For a convex quadrilateral, all four points will be part of the convex hull of the same points (nnz(convhull(points)) > 4
). If we detect that this is the case, we display the points that were used for this particular iteration.
Javascript (ES6), 306 293 283 bytes
c=(v,w,x)=>(w[0]-v[0])*(w[1]-x[1])-(w[1]-v[1])*(w[0]-x[0])>0?1:0
i=(v,w,x,y)=>(c(v,w,x)+c(w,x,y)+c(x,y,v)+c(y,v,w))%4==0&&r.push([v,w,x,y])
j=(v,w,x,y)=>{i(v,w,x,y);i(v,w,y,x);i(v,x,w,y)}
k=(v,w,x,y,z)=>{j(v,w,x,y);j(v,w,x,z);j(v,w,y,z);j(v,x,y,z);j(w,x,y,z)}
f=(v)=>(r=[],k(...v),r)
Explanation:
The function c
computes the cross product of the vector between 3 adjacent points of the polygon and returns 1 if it is positive and 0 otherwise (note: the cross product cannot be zero as the points cannot be co-linear).
j=(v,w,x,y)=>{i(v,w,x,y);i(v,w,y,x);i(v,x,w,y)}
k=(v,w,x,y,z)=>{j(v,w,x,y);j(v,w,x,z);j(v,w,y,z);j(v,x,y,z);j(w,x,y,z)}
The function k
and j
generate all cyclic permutations (ignoring reversing the order) of the input array.
i=(v,w,x,y)=>(c(v,w,x)+c(w,x,y)+c(x,y,v)+c(y,v,w))%4==0&&r.push([v,w,x,y])
The function 'i' is then called for each cyclic permutation to calculate the sum of the function c
for each of the 4 triplets of adjacent co-ordinates. If the cross products all have the same sign then they will all either be 0 or 1 and total to 0 (modulo 4) and the polygon is concave and is pushed into the output array.

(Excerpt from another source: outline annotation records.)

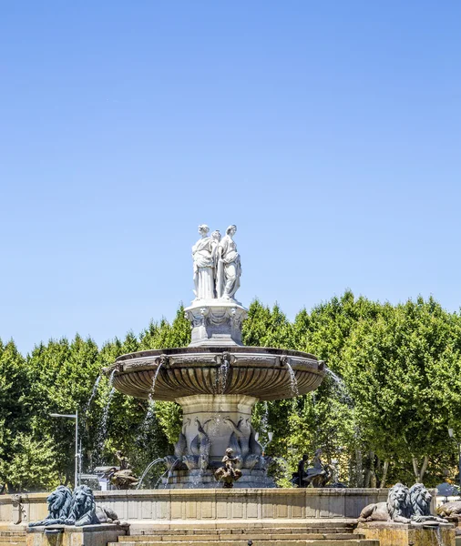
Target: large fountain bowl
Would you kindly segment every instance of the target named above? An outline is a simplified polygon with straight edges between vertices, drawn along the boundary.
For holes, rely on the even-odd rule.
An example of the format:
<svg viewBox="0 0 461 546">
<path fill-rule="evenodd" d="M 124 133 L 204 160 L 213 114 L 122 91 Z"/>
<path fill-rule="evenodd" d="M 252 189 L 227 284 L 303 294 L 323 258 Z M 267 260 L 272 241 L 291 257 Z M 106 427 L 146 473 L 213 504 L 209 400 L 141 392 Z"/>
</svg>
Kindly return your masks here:
<svg viewBox="0 0 461 546">
<path fill-rule="evenodd" d="M 325 369 L 308 353 L 233 346 L 138 351 L 118 357 L 107 373 L 118 390 L 137 398 L 240 394 L 276 400 L 317 389 Z"/>
</svg>

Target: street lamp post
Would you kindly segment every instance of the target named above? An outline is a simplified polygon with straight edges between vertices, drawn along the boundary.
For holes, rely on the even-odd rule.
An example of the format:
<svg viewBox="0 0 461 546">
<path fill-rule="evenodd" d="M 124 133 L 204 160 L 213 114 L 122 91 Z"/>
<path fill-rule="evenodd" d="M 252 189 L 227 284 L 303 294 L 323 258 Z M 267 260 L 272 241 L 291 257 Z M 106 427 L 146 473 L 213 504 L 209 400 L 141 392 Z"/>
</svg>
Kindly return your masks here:
<svg viewBox="0 0 461 546">
<path fill-rule="evenodd" d="M 459 485 L 459 495 L 461 495 L 461 442 L 455 438 L 455 432 L 453 429 L 448 429 L 448 436 L 454 440 L 457 444 L 457 456 L 458 456 L 458 485 Z"/>
<path fill-rule="evenodd" d="M 80 459 L 80 453 L 78 452 L 78 411 L 75 413 L 50 413 L 50 417 L 65 417 L 67 419 L 76 420 L 76 475 L 75 475 L 75 488 L 78 486 L 78 460 Z"/>
</svg>

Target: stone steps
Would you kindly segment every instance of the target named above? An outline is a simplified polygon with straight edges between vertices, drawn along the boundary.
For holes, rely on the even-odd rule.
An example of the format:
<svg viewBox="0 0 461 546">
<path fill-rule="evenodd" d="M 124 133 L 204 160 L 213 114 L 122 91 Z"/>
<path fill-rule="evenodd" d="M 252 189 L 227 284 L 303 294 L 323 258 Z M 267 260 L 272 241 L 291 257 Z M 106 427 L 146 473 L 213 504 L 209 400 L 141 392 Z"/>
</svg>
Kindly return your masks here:
<svg viewBox="0 0 461 546">
<path fill-rule="evenodd" d="M 199 535 L 200 536 L 200 535 Z M 141 542 L 143 546 L 184 546 L 185 543 L 192 544 L 193 546 L 248 546 L 248 541 L 253 541 L 253 546 L 259 544 L 265 544 L 266 546 L 271 545 L 274 541 L 277 541 L 277 546 L 344 546 L 344 542 L 347 542 L 348 546 L 379 546 L 379 541 L 370 541 L 364 539 L 356 539 L 353 535 L 348 535 L 346 539 L 299 539 L 296 537 L 289 539 L 281 539 L 277 535 L 261 535 L 262 538 L 255 539 L 248 537 L 244 540 L 220 540 L 219 537 L 207 537 L 206 540 L 200 538 L 196 540 L 193 535 L 187 537 L 186 540 L 175 541 L 175 540 L 161 540 L 159 538 L 157 541 L 147 540 Z M 150 539 L 150 537 L 147 537 Z M 117 546 L 119 542 L 108 542 L 108 546 Z M 125 546 L 138 546 L 138 541 L 124 541 Z"/>
<path fill-rule="evenodd" d="M 347 541 L 349 539 L 364 539 L 364 535 L 362 534 L 353 534 L 353 533 L 313 533 L 313 532 L 306 532 L 306 533 L 261 533 L 258 531 L 255 531 L 252 533 L 247 533 L 248 536 L 244 537 L 241 534 L 229 534 L 229 533 L 219 533 L 219 534 L 202 534 L 202 533 L 191 533 L 187 535 L 179 535 L 176 533 L 171 534 L 164 534 L 164 535 L 152 535 L 148 537 L 143 537 L 143 539 L 139 539 L 138 537 L 133 537 L 134 540 L 130 541 L 129 539 L 132 537 L 124 537 L 127 540 L 124 540 L 124 544 L 126 542 L 133 542 L 138 544 L 138 546 L 142 546 L 146 542 L 164 542 L 164 541 L 175 541 L 175 542 L 184 542 L 190 541 L 275 541 L 275 540 L 316 540 L 316 541 L 324 541 L 324 540 L 338 540 L 338 541 Z"/>
<path fill-rule="evenodd" d="M 131 522 L 131 534 L 135 535 L 150 535 L 167 531 L 178 533 L 194 533 L 198 531 L 205 532 L 253 532 L 258 530 L 258 532 L 275 532 L 273 530 L 286 530 L 287 532 L 348 532 L 353 530 L 356 525 L 356 520 L 338 521 L 338 520 L 243 520 L 243 521 L 198 521 L 193 523 L 190 521 L 171 521 L 169 523 L 160 523 L 159 521 L 152 522 Z M 122 537 L 120 537 L 121 539 Z"/>
<path fill-rule="evenodd" d="M 133 534 L 118 538 L 118 541 L 145 541 L 147 537 L 153 536 L 189 536 L 189 535 L 229 535 L 232 539 L 241 534 L 353 534 L 353 527 L 323 527 L 322 525 L 306 527 L 253 527 L 246 529 L 234 529 L 220 527 L 219 529 L 152 529 L 144 533 Z M 237 535 L 237 536 L 236 536 Z"/>
<path fill-rule="evenodd" d="M 204 533 L 200 531 L 190 532 L 190 533 L 183 533 L 179 534 L 174 531 L 169 533 L 159 533 L 155 535 L 144 535 L 144 536 L 126 536 L 120 537 L 119 542 L 136 542 L 138 544 L 144 544 L 145 542 L 163 542 L 165 541 L 242 541 L 249 540 L 251 541 L 260 540 L 260 541 L 269 541 L 269 540 L 338 540 L 338 541 L 346 541 L 348 539 L 364 539 L 364 535 L 363 534 L 353 534 L 351 533 L 340 533 L 340 532 L 333 532 L 333 533 L 324 533 L 324 532 L 289 532 L 284 531 L 283 532 L 261 532 L 262 530 L 253 530 L 252 532 L 248 533 L 229 533 L 229 532 L 219 532 L 219 533 Z M 242 534 L 248 535 L 247 537 L 241 536 Z M 123 540 L 121 540 L 123 539 Z"/>
</svg>

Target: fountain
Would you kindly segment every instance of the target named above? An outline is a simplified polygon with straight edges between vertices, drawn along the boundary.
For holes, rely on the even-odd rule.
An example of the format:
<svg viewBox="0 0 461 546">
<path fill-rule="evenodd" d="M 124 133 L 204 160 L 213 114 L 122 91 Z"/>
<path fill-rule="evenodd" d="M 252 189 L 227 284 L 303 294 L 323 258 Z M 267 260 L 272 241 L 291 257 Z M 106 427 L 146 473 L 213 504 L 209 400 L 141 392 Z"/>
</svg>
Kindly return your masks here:
<svg viewBox="0 0 461 546">
<path fill-rule="evenodd" d="M 209 237 L 208 227 L 199 227 L 201 238 L 192 248 L 196 298 L 185 309 L 190 346 L 123 355 L 106 369 L 124 394 L 182 407 L 182 432 L 174 456 L 166 458 L 170 467 L 174 461 L 168 489 L 219 487 L 214 473 L 228 448 L 242 474 L 236 488 L 275 487 L 251 424 L 252 407 L 305 394 L 325 374 L 323 362 L 308 353 L 242 345 L 248 310 L 235 299 L 241 277 L 235 231 L 230 226 L 221 239 L 218 231 Z"/>
</svg>

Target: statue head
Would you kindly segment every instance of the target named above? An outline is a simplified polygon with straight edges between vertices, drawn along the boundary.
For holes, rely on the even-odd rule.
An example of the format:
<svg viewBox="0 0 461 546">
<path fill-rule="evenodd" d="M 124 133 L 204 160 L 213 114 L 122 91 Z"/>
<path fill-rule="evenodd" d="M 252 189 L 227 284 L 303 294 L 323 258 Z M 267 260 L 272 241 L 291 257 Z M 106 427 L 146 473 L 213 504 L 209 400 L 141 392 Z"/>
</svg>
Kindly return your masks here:
<svg viewBox="0 0 461 546">
<path fill-rule="evenodd" d="M 199 226 L 199 233 L 201 236 L 207 235 L 207 233 L 210 231 L 210 228 L 206 225 L 206 224 L 200 224 Z"/>
</svg>

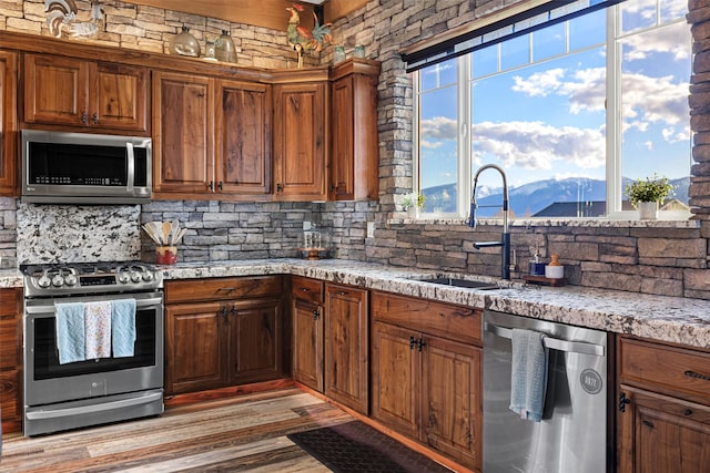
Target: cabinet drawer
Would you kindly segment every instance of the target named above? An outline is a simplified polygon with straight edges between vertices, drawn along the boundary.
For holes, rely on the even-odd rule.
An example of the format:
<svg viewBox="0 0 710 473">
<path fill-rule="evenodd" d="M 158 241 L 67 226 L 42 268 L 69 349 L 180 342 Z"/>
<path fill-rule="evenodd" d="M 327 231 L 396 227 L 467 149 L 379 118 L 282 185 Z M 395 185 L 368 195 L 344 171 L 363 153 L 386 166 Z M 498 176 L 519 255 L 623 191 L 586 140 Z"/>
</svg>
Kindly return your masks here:
<svg viewBox="0 0 710 473">
<path fill-rule="evenodd" d="M 375 320 L 465 343 L 480 343 L 481 312 L 481 309 L 392 294 L 373 292 L 372 296 Z"/>
<path fill-rule="evenodd" d="M 710 353 L 621 339 L 622 382 L 710 401 Z"/>
<path fill-rule="evenodd" d="M 317 279 L 293 276 L 291 278 L 291 296 L 294 299 L 323 304 L 323 281 Z"/>
<path fill-rule="evenodd" d="M 281 276 L 185 279 L 165 282 L 165 304 L 280 297 Z"/>
</svg>

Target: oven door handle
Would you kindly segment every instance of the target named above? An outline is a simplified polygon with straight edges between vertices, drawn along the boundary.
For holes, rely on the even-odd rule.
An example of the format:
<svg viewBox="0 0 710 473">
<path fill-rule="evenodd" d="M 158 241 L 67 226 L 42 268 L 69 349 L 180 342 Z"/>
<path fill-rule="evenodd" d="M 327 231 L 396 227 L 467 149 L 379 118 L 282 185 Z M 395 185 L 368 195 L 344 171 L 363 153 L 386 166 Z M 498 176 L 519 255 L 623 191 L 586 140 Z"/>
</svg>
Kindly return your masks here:
<svg viewBox="0 0 710 473">
<path fill-rule="evenodd" d="M 141 404 L 150 404 L 151 402 L 155 402 L 163 399 L 163 392 L 154 392 L 148 395 L 141 395 L 140 398 L 131 398 L 131 399 L 122 399 L 120 401 L 111 401 L 103 402 L 91 405 L 80 405 L 78 408 L 64 408 L 64 409 L 52 409 L 48 411 L 32 411 L 27 412 L 28 420 L 39 420 L 39 419 L 57 419 L 57 418 L 65 418 L 69 415 L 79 415 L 79 414 L 89 414 L 92 412 L 103 412 L 110 411 L 113 409 L 122 409 L 130 408 L 132 405 L 141 405 Z"/>
<path fill-rule="evenodd" d="M 158 306 L 163 301 L 160 297 L 152 297 L 150 299 L 135 299 L 135 307 Z M 24 308 L 24 312 L 29 316 L 37 313 L 54 313 L 57 308 L 52 306 L 29 306 Z"/>
</svg>

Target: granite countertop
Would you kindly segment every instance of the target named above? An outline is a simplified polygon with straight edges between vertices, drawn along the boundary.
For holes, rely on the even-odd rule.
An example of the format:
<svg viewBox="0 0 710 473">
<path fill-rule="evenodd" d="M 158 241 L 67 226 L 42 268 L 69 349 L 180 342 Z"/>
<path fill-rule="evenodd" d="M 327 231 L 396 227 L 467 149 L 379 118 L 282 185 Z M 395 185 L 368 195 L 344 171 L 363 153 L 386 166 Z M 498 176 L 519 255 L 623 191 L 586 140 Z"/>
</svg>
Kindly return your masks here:
<svg viewBox="0 0 710 473">
<path fill-rule="evenodd" d="M 633 335 L 658 341 L 710 348 L 710 300 L 651 296 L 579 286 L 555 288 L 526 286 L 517 281 L 504 281 L 505 287 L 496 290 L 466 289 L 417 280 L 445 275 L 442 271 L 387 267 L 337 259 L 183 263 L 174 266 L 160 266 L 159 268 L 163 271 L 166 280 L 298 275 L 616 333 Z M 493 280 L 470 275 L 452 276 L 484 281 Z M 21 286 L 22 278 L 19 271 L 0 271 L 0 287 Z"/>
</svg>

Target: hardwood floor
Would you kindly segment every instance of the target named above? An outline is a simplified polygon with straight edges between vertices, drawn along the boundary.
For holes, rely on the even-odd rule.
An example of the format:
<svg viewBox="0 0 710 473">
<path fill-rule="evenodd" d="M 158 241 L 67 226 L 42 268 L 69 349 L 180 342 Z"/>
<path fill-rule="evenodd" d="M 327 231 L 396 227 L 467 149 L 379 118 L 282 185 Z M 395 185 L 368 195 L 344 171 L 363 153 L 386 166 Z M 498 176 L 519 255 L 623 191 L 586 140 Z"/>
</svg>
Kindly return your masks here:
<svg viewBox="0 0 710 473">
<path fill-rule="evenodd" d="M 328 472 L 286 434 L 352 419 L 298 389 L 268 391 L 31 439 L 6 434 L 0 471 Z"/>
</svg>

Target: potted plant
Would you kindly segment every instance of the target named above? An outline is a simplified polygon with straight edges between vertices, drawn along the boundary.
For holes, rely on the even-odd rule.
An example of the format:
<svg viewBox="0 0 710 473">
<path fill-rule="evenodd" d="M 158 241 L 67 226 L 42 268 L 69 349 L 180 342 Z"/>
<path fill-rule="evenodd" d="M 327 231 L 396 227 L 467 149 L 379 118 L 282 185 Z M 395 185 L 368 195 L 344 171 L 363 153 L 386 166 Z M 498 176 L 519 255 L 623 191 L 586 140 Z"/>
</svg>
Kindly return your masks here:
<svg viewBox="0 0 710 473">
<path fill-rule="evenodd" d="M 639 218 L 656 219 L 658 205 L 670 195 L 676 186 L 668 182 L 668 177 L 647 177 L 646 181 L 627 183 L 623 194 L 629 198 L 633 208 L 638 208 Z"/>
<path fill-rule="evenodd" d="M 426 196 L 424 194 L 419 194 L 418 192 L 410 192 L 409 194 L 405 194 L 402 198 L 402 208 L 409 212 L 410 214 L 416 215 L 416 212 L 424 207 L 425 202 Z"/>
</svg>

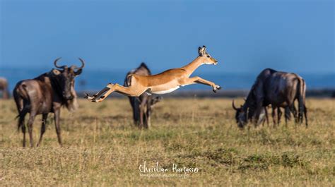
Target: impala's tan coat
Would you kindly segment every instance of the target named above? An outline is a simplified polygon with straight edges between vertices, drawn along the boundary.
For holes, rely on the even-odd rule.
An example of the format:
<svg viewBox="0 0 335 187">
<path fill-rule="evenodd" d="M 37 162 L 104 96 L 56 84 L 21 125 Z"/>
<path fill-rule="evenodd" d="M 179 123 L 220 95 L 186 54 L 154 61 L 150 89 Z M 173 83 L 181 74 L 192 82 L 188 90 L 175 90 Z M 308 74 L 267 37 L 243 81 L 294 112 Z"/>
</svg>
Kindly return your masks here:
<svg viewBox="0 0 335 187">
<path fill-rule="evenodd" d="M 198 53 L 199 56 L 182 68 L 169 69 L 153 76 L 129 75 L 131 76 L 130 86 L 124 87 L 119 84 L 110 83 L 92 97 L 86 95 L 86 98 L 92 102 L 100 102 L 112 92 L 132 97 L 139 97 L 144 92 L 149 95 L 151 93 L 165 94 L 173 92 L 181 86 L 196 83 L 211 86 L 213 91 L 216 92 L 217 90 L 221 89 L 219 85 L 198 76 L 189 77 L 202 64 L 216 65 L 218 64 L 218 61 L 206 52 L 205 46 L 199 47 Z"/>
</svg>

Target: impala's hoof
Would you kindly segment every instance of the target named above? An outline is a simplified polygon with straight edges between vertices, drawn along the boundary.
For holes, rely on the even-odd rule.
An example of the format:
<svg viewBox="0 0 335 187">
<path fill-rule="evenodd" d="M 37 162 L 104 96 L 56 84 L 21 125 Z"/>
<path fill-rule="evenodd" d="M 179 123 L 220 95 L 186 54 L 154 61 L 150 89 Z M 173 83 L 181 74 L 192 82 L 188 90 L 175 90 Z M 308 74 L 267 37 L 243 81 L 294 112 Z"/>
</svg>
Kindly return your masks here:
<svg viewBox="0 0 335 187">
<path fill-rule="evenodd" d="M 84 92 L 84 94 L 85 94 L 84 99 L 88 99 L 88 97 L 90 97 L 90 95 L 86 92 Z"/>
</svg>

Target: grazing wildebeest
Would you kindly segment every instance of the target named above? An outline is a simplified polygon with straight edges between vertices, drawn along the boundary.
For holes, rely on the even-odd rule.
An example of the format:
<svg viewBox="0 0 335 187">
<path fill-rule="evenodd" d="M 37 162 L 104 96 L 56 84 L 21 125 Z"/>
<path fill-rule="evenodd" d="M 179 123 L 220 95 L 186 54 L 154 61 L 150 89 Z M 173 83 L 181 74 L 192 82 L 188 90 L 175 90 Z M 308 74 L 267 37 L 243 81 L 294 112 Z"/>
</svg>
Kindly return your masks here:
<svg viewBox="0 0 335 187">
<path fill-rule="evenodd" d="M 302 122 L 305 115 L 308 126 L 305 106 L 306 84 L 295 73 L 276 71 L 266 68 L 259 73 L 248 94 L 245 104 L 236 110 L 238 126 L 243 128 L 249 121 L 256 125 L 262 108 L 271 104 L 273 107 L 289 107 L 294 114 L 294 102 L 298 102 L 298 121 Z"/>
<path fill-rule="evenodd" d="M 129 75 L 150 76 L 151 72 L 144 63 L 136 69 L 134 69 L 126 76 L 124 85 L 128 87 L 131 85 Z M 161 99 L 160 97 L 153 97 L 151 95 L 144 92 L 139 97 L 129 96 L 130 104 L 133 109 L 134 121 L 140 128 L 148 128 L 151 126 L 151 116 L 153 105 Z"/>
<path fill-rule="evenodd" d="M 37 114 L 42 115 L 42 121 L 40 140 L 37 146 L 42 141 L 45 132 L 45 124 L 48 114 L 54 114 L 54 124 L 57 133 L 58 143 L 61 145 L 59 115 L 61 106 L 73 111 L 78 107 L 76 94 L 74 90 L 74 78 L 81 73 L 85 62 L 79 58 L 81 66 L 59 66 L 56 59 L 54 68 L 49 72 L 40 75 L 34 79 L 23 80 L 18 82 L 13 90 L 13 95 L 18 111 L 18 130 L 21 127 L 23 133 L 23 147 L 25 146 L 25 126 L 24 119 L 25 114 L 30 113 L 28 128 L 30 146 L 33 147 L 33 123 Z"/>
<path fill-rule="evenodd" d="M 2 98 L 7 99 L 9 98 L 8 83 L 4 78 L 0 77 L 0 91 L 2 92 Z"/>
<path fill-rule="evenodd" d="M 235 114 L 235 120 L 236 123 L 239 123 L 239 115 L 240 113 L 242 112 L 242 105 L 241 105 L 239 108 L 236 107 L 235 106 L 235 102 L 234 100 L 233 100 L 232 103 L 233 108 L 236 110 L 236 114 Z M 268 111 L 266 109 L 266 107 L 264 107 L 261 108 L 261 113 L 259 114 L 259 117 L 258 119 L 258 121 L 257 123 L 255 123 L 255 126 L 258 126 L 259 124 L 263 124 L 264 125 L 264 123 L 266 121 L 267 125 L 269 126 L 269 116 L 268 116 Z"/>
</svg>

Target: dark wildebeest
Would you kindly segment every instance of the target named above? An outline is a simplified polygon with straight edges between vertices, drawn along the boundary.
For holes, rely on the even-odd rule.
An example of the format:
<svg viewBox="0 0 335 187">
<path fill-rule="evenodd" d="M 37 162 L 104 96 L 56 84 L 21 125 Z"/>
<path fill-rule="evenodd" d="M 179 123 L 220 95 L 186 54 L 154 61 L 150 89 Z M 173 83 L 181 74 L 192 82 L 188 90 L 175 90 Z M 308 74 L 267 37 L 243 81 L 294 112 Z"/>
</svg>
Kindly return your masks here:
<svg viewBox="0 0 335 187">
<path fill-rule="evenodd" d="M 7 99 L 9 98 L 8 83 L 4 78 L 0 77 L 0 91 L 2 92 L 2 98 Z"/>
<path fill-rule="evenodd" d="M 150 76 L 151 72 L 146 64 L 142 62 L 137 68 L 128 72 L 127 74 L 124 83 L 124 85 L 126 87 L 129 86 L 131 84 L 131 80 L 129 78 L 129 76 L 131 74 Z M 140 97 L 128 97 L 128 98 L 133 109 L 133 118 L 135 124 L 140 128 L 149 128 L 153 107 L 161 99 L 161 97 L 153 97 L 147 92 L 144 92 Z"/>
<path fill-rule="evenodd" d="M 40 140 L 37 146 L 42 141 L 45 132 L 45 123 L 49 113 L 54 114 L 54 125 L 57 133 L 58 143 L 61 145 L 61 128 L 59 126 L 59 115 L 61 106 L 66 106 L 70 111 L 78 107 L 76 94 L 74 90 L 74 78 L 80 75 L 85 66 L 81 59 L 81 66 L 57 66 L 54 61 L 54 66 L 58 69 L 52 69 L 48 73 L 40 75 L 34 79 L 23 80 L 18 82 L 13 90 L 16 107 L 18 111 L 18 130 L 21 127 L 23 133 L 23 147 L 25 146 L 25 126 L 24 119 L 25 114 L 30 113 L 28 128 L 30 146 L 33 147 L 33 123 L 37 114 L 42 114 L 42 121 Z"/>
<path fill-rule="evenodd" d="M 235 106 L 235 102 L 234 100 L 233 100 L 233 104 L 232 104 L 233 108 L 236 110 L 236 114 L 235 114 L 235 119 L 236 119 L 236 123 L 239 123 L 238 121 L 238 116 L 240 115 L 240 113 L 242 112 L 242 105 L 240 107 L 240 108 L 237 108 Z M 259 117 L 258 119 L 258 121 L 257 123 L 255 123 L 255 126 L 258 126 L 260 124 L 263 124 L 264 126 L 264 123 L 266 122 L 267 125 L 269 126 L 269 116 L 268 116 L 268 111 L 266 109 L 266 107 L 262 107 L 261 109 L 261 113 L 259 114 Z"/>
<path fill-rule="evenodd" d="M 233 106 L 236 110 L 235 119 L 238 126 L 243 128 L 249 121 L 256 125 L 262 108 L 269 104 L 274 108 L 289 107 L 294 114 L 294 102 L 297 99 L 298 121 L 302 122 L 304 114 L 307 127 L 308 124 L 305 103 L 305 80 L 297 74 L 270 68 L 264 69 L 257 76 L 245 104 L 238 109 Z"/>
</svg>

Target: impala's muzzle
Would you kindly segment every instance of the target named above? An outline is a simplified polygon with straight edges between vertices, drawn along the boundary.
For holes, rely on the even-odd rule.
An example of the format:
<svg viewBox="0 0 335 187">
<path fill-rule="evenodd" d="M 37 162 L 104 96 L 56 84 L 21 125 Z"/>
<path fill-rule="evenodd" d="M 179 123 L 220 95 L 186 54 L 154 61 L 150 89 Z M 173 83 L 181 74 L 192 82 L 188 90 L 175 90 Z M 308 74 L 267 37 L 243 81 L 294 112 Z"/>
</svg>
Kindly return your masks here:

If any triplet has a different sign then the total will be non-zero (modulo 4) and the polygon is convex.
f=(v)=>(r=[],k(...v),r)
The function f
is used to initialise the output array and then call the above functions before returning the output.
Tests:
c=(v,w,x)=>(w[0]-v[0])*(w[1]-x[1])-(w[1]-v[1])*(w[0]-x[0])>0?1:0
i=(v,w,x,y)=>(c(v,w,x)+c(w,x,y)+c(x,y,v)+c(y,v,w))%4==0&&r.push([v,w,x,y])
j=(v,w,x,y)=>{i(v,w,x,y);i(v,w,y,x);i(v,x,w,y)}
k=(v,w,x,y,z)=>{j(v,w,x,y);j(v,w,x,z);j(v,w,y,z);j(v,x,y,z);j(w,x,y,z)}
f=(v)=>(r=[],k(...v),r)
tests = [
[[6,8],[1,10],[6,6],[5,9],[8,10]],
[[3,8],[7,5],[6,9],[7,8],[5,1]],
[[4,8],[1,9],[9,9],[10,2],[1,6]]
];
tests.forEach(
(test,i)=>{
console.log( "Test " + (i+1) );
f(test).forEach(
(x)=>console.log( " " + x.map((e)=>"("+e[0]+","+e[1]+")").join(','))
);
}
);
Edit:
Can also handle co-linear points using the original version and changing the first two lines to:
t=(a,b,c)=>Math.sign((b[0]-a[0])*(b[1]-c[1])-(b[1]-a[1])*(b[0]-c[0]))
p=(a,b,c,d)=>[t(a,b,c),t(b,c,d),t(c,d,a),t(d,a,b)].filter(x=>x).reduce((p,c,i,a)=>p&c==a[0],1)
q=(a,m,n,o)=>[a[0],a[m],a[n],a[o]]
f=(a)=>{r=[];for(i=0;i<5;i++){b=a.slice();b.splice(i,1);r.push(q(b,1,2,3));r.push(q(b,1,3,2));r.push(q(b,2,1,3))}return r.filter((a)=>p(...a))}
However, since that case is specifically excluded in the question then the extra characters aren't necessary.